Alien planets may be forming inside a giant gas ring located surprisingly far from its young parent star, scientists say.
In fact, the planet-forming region is so far from its star — about five times the distance between our own sun and Neptune — that it appears to be the first time researchers have seen such an arrangement for the birth of alien planets.
Japanese astronomers spotted the giant planet-forming ring while studying new images of the star named HD 142527 taken by the Atacama Large Millimeter/submillimeter Array, or ALMA, in the Chilean desert. They created a video animation of the strange planet nursery to illustrate the discovery. The star is located about 450 light-years away from Earth and is around 2 million years old.
The powerful radio telescopes that make up ALMA offer astronomers a chance to peek at cosmic phenomena that are normally invisible. By detecting light with very short wavelengths, in the millimeter and submillimeter range, ALMA can spot the clouds of gas and dust where new stars are form, as well as the disks of debris around stare where planets are born.

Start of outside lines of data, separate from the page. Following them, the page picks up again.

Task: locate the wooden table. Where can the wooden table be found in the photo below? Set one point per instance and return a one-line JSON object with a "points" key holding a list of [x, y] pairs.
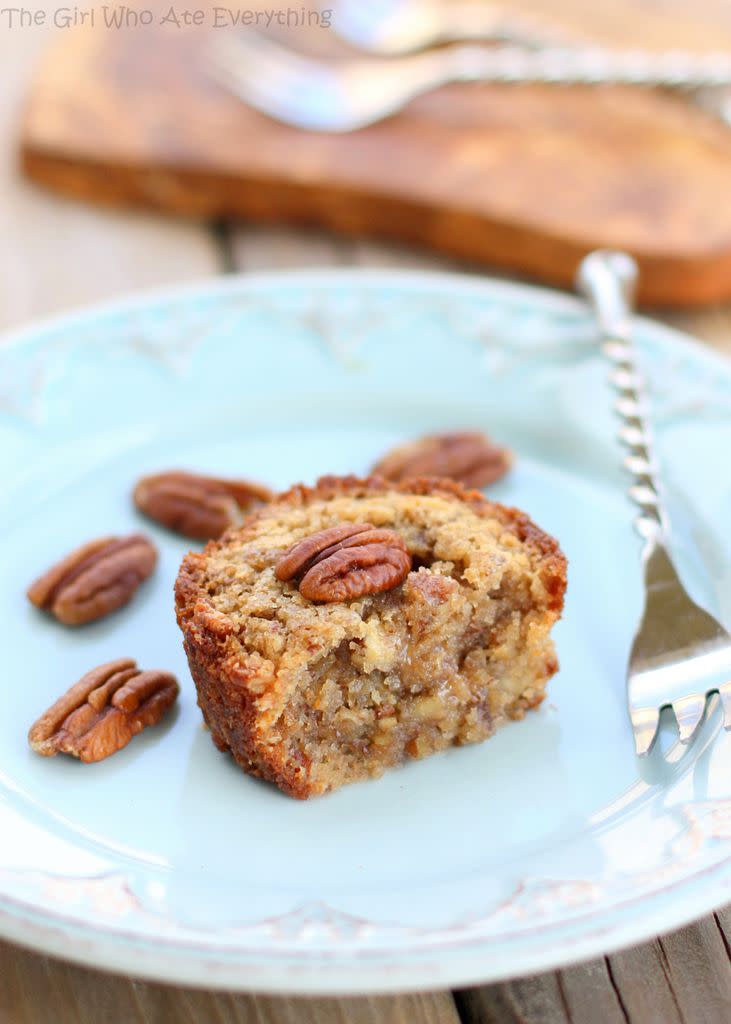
{"points": [[55, 255]]}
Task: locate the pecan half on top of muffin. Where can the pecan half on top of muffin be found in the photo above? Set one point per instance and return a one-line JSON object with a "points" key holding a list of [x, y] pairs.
{"points": [[346, 628]]}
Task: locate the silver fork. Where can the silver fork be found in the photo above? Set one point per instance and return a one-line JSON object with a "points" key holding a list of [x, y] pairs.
{"points": [[392, 28], [349, 94], [681, 654]]}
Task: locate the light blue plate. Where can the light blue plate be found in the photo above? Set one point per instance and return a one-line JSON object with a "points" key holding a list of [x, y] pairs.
{"points": [[541, 847]]}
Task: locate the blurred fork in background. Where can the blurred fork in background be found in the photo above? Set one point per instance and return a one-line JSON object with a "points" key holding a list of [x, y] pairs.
{"points": [[345, 95], [394, 28]]}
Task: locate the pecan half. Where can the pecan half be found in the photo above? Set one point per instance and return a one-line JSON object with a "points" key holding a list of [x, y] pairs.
{"points": [[469, 457], [201, 507], [94, 580], [103, 711], [346, 561]]}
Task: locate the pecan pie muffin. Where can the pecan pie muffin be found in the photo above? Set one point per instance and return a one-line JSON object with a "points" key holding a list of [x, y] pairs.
{"points": [[345, 628]]}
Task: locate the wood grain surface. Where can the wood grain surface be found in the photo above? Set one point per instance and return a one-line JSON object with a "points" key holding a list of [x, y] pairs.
{"points": [[525, 179], [56, 253]]}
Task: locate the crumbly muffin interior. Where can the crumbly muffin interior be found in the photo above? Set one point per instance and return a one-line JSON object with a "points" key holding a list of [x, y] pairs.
{"points": [[347, 690]]}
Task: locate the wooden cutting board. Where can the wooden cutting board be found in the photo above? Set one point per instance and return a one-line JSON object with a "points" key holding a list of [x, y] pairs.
{"points": [[525, 179]]}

The new ALMA observations of HD 142527 found that the star is surrounded by cosmic dust that could be smashing together to form planets. Especially encouraging is a bright "knot" in on the northern side of this disk — a submillimeter emission that is 30 times stronger than the southern side emission.

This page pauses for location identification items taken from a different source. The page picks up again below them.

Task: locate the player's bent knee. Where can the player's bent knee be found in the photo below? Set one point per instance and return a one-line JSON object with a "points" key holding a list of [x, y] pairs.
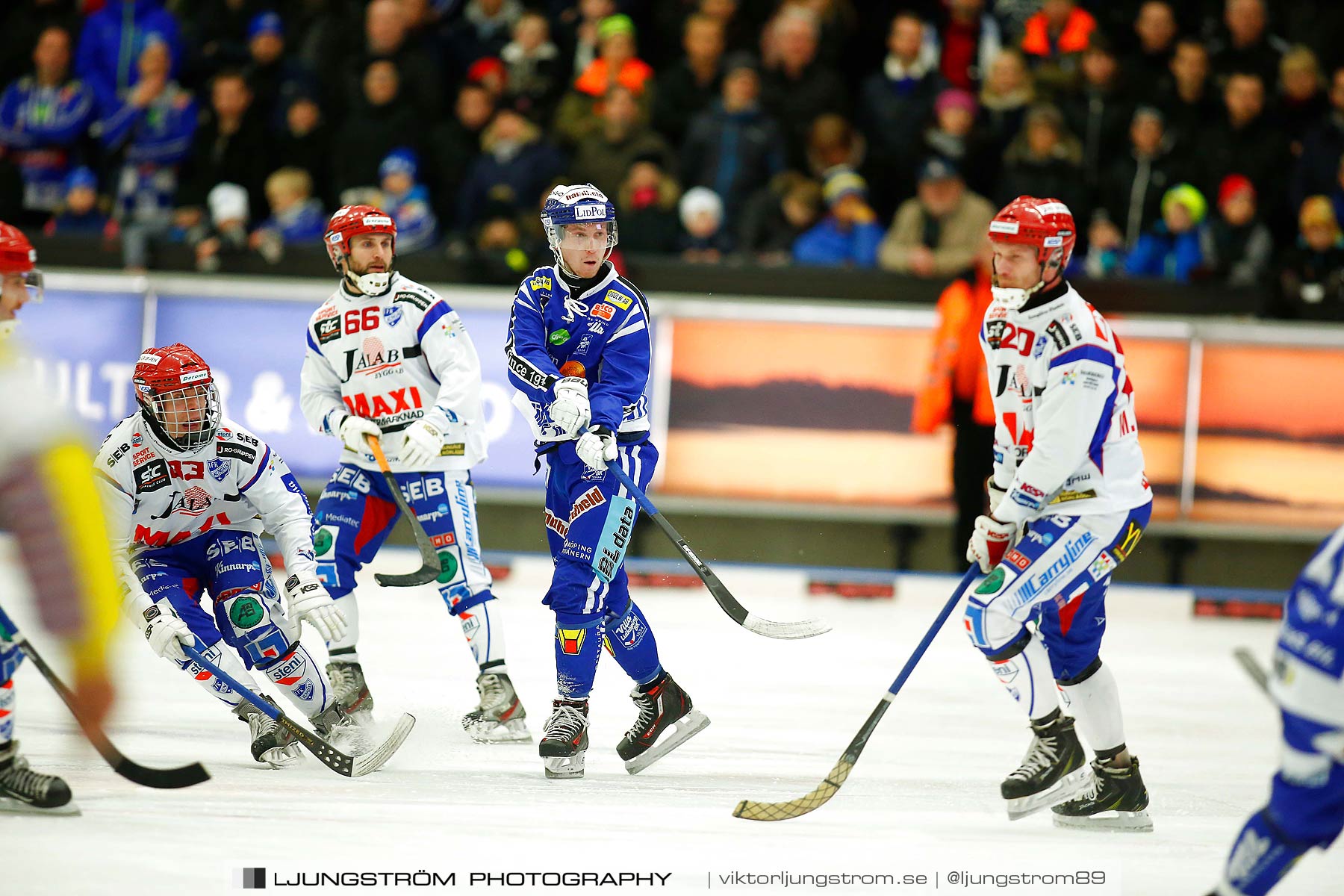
{"points": [[998, 635]]}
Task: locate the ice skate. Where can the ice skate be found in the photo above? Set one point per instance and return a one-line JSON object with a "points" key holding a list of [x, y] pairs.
{"points": [[564, 741], [30, 791], [272, 743], [500, 716], [351, 689], [1053, 770], [1116, 800], [667, 721]]}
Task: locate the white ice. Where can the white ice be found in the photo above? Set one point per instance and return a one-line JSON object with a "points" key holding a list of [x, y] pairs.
{"points": [[922, 798]]}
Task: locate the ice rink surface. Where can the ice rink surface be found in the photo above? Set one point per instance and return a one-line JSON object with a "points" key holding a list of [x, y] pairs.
{"points": [[922, 800]]}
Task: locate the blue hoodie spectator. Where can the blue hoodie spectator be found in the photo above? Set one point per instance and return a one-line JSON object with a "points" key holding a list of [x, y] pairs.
{"points": [[850, 234], [112, 42], [42, 117]]}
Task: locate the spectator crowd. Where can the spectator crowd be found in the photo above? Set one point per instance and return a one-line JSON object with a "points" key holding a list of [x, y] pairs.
{"points": [[1195, 141]]}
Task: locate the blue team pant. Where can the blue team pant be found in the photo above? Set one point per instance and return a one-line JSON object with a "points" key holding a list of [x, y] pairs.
{"points": [[356, 512]]}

"We are very surprised at the brightness of the northern side," Misato Fukagawa, an assistant professor at Osaka University, said in a statement. "I have never seen such a bright knot in such a distant position. This strong submillimeter emission can be interpreted as an indication that large amount of material is accumulated in this position. When a sufficient amount of material is accumulated, planets or comets can be formed here."
Fukagawa and colleagues believe that if the ring has a ratio of dust to gas (1 to 100) comparable to other solar systems, then giant gas planets several times more massive than Jupiter could be forming in the disk. But if this dense knot in the ring has a higher ratio of dust, it could spawn a "dust trap" that gives rise to Earth-like rocky planets and small bodies like comets.
In any case, the solar system HD "offers a rare opportunity for us to directly observe the critical moment of planet formation and can provide new insights into the origin of wide-orbit planetary bodies," the scientists wrote in their paper posted on the preprint service ArXiv.org.
The scientists say they hope to get more precise measurements of the amount of gas in the disk to identify what kinds of planets might be forming around the baby star. They also hope ALMA can help them spot even more planet-forming disks around other stars.
"HD 142527 is a peculiar object, as far as our limited knowledge goes," Fukagawa added. "Our final goal is to reveal the major physical process which controls the formation of planets. To achieve this goal, it is important to obtain a comprehensive view of the planet formation through observations of many protoplanetary disks."